Fuimos muchos los que acudimos con la mochila cargada de dudas, cansancios, esperas y pérdidas. Cada uno llegaba con su propio trozo de noche. Y, sin embargo, algo comenzó a suceder. Al principio no sabíamos ponerle nombre, pero nuestros pasos se volvieron más ligeros, nuestras conversaciones más sinceras, y nuestros corazones, sin saber cómo, empezaban a arder. Porque cuando uno se detiene, se acalla por dentro y escucha con el alma… entonces llega Él.
El P. Luis nos habló al corazón. No con teorías, sino con verdad. De esa que remueve, sana y transforma. Nos ayudó a mirar hacia dentro, a reconocer nuestras huidas, nuestras decepciones, nuestras historias mal cerradas… y allí, en lo más hondo, apareció la misericordia. Como una presencia real, cercana, entrañable. Jesús se nos acercó como peregrino y, paso a paso, palabra a palabra, fue abriéndose camino hasta quedarse.
“Quédate con nosotros”, le dijimos. Porque atardecía en muchas de nuestras almas.
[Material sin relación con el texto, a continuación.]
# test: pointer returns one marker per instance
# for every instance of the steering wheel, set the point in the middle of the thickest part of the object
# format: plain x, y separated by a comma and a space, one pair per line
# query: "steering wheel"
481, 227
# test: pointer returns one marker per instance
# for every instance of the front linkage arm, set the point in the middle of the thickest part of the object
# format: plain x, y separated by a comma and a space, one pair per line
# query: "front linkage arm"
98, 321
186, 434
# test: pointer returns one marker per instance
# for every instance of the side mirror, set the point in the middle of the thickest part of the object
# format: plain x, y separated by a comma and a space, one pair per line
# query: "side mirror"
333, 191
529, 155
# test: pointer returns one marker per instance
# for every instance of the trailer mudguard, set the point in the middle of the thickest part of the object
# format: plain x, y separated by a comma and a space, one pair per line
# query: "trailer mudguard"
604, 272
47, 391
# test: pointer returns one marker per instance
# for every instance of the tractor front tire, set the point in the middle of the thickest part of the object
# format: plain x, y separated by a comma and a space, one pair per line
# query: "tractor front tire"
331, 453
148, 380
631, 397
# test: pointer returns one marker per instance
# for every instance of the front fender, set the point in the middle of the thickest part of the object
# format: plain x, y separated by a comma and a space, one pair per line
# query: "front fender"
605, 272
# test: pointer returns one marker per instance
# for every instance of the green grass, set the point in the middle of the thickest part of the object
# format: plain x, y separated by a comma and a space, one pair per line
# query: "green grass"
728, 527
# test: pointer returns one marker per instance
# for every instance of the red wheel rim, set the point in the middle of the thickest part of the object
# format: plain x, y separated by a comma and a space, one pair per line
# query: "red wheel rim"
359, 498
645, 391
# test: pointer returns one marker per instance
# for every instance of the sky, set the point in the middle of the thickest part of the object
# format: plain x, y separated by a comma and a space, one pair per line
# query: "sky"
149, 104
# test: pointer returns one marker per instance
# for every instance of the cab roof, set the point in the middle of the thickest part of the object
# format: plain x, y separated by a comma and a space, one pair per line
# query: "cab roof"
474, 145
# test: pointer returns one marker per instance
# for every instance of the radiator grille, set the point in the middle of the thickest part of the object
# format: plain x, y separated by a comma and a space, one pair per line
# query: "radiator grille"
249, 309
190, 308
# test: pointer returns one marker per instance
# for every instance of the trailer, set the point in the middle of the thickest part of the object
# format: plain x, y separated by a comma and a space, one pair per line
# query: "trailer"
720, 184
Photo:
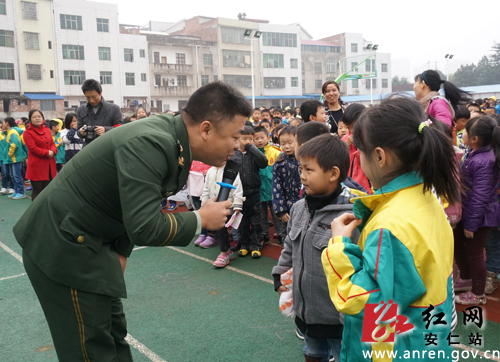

Porque cuando Él está, hasta la noche tiene luz. Porque su compañía no se impone, pero lo cambia todo. Y se quedó. Se quedó en la Palabra compartida, en la Eucaristía, en el silencio cargado de sentido, en las miradas de los hermanos, en los testimonios que devolvían aliento y ganas de seguir caminando.
Hubo un momento en que todo se volvió claro. No porque la vida haya cambiado de repente, sino porque algo cambió en nosotros. El pan partido, la mesa compartida, la certeza de que Él toma nuestra historia —por rota que esté—, la bendice, la sana y nos la entrega de nuevo. Desde ahí, desde esa intimidad que sólo se vive con Jesús, comprendimos que la esperanza no se busca fuera: nace dentro, arde por dentro y se contagia.
A los que no pudisteis venir, sólo puedo deciros esto: os echamos de menos. Porque lo vivido no se puede explicar, pero sí se puede intuir cuando ves un rostro que ha sido tocado por Dios. Ojalá la próxima vez os animéis. Ojalá sintáis que vale la pena detenerse, dejarse alcanzar, permitir que Jesús vuelva a tomaros de la mano. Porque la esperanza no se enseña, se contagia. Y nosotros hemos sido contagiados.
Salimos distintos. No mejores, pero sí más vivos. Con los ojos abiertos y el corazón encendido. Con la certeza de que hay que volver a Jerusalén, allí donde nos dolió, pero ya no desde el miedo, sino desde la fe. Él vive. Y nos espera en cada paso. Porque, aunque sea de noche… Él está. Siempre.